Los jueces Michael Schulte, Michael Neef and Melanie Schormann llegan a la Audiencia de Braunschweig
Los jueces Michael Schulte, Michael Neef and Melanie Schormann llegan a la Audiencia de Braunschweig

Cuatro años después del estallido del “Dieselgate” ayer arrancó en la Audiencia de Braunschweig (Alemania) el macrojuicio contra el fabricante de automóviles Volkswagen. Medio millón de demandantes europeos, entre los que hay miles de españoles, buscan una compensación por la manipulación de las emisiones contaminantes en sus motores que, hasta el momento, le ha costado a Volkswagen unos 30.000 millones de euros en concepto de conciliaciones, reparaciones y abogados.

La que ya se considera la mayor demanda colectiva de la historia en Alemania y la primera de este tipo en el país, tiene visos de convertirse en un proceso que podría alargarse durante años. Así, en la primera sesión, Volkswagen desestimó la propuesta de Michael Neef, el juez encargado del caso, que su sugirió un acuerdo entre las partes ya que, según la automotriz, “no hay daños” y que, por ello, el requerimiento “no tiene fundamento”.

Los demandantes, que incluyen a la Asociación Alemana de Organizaciones de Consumidores (VZBV) y al club de automovilistas ADAC, reclaman una compensación económica para sus clientes, que han visto cómo sus vehículos han perdido valor a causa del escándalo. Acusan, así, al fabricante de haberlos perjudicado de forma deliberada.

Los jueces deberán abordar a partir de ahora un total de 50 puntos, pero la cuestión principal será determinar si Volkswagen “provocó un prejuicio” y “actuó de manera contraria a la ética”. El presidente de la VZBV, Klaus Müller, se mostró optimista y aseguró que “es posible que el dinero fluya rápidamente” a pesar de que la empresa se ha negado a llegar a un acuerdo prejudicial. Neef reiteró que “posiblemente la demanda colectiva no será de utilidad para los usuarios con residencia en el extranjero” ya que para estos afectados, “habrá que aplicar, si procede, derecho material extranjero” para responder a sus solicitudes de indemnización.

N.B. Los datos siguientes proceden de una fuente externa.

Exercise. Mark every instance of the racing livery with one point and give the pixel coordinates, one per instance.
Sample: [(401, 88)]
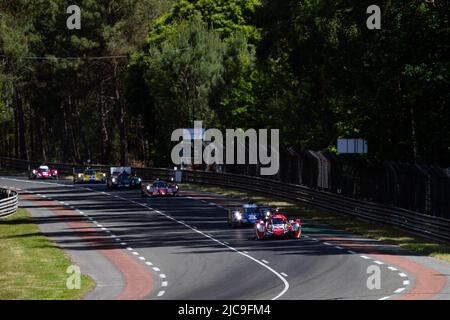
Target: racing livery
[(121, 177), (247, 215), (160, 188), (88, 176), (278, 226), (43, 172)]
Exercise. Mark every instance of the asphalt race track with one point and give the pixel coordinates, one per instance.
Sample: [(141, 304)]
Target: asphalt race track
[(182, 248)]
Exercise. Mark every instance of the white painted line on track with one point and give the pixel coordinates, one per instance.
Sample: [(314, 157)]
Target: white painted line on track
[(392, 268), (399, 290)]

Volkswagen, por su parte, anunció que aportará un peritaje de la auditora Deloitte que estima que le podría librar del pago de indemnizaciones a los consumidores. Según este informe, el valor residual de los modelos investigados no bajó al conocerse la manipulación en septiembre de 2015, sino a partir del tercer trimestre de 2017, tras publicarse informaciones sobre la posible prohibición de circulación para algunos vehículos diésel en Alemania, lo que pondría en duda el argumento de la acusación.

El caso ha supuesto un varapalo para el sector a nivel comunitario y uno de los motivos de su declive en bolsa a lo largo de los últimos años, junto con la regulación cada vez más estricta en materia medioambiental.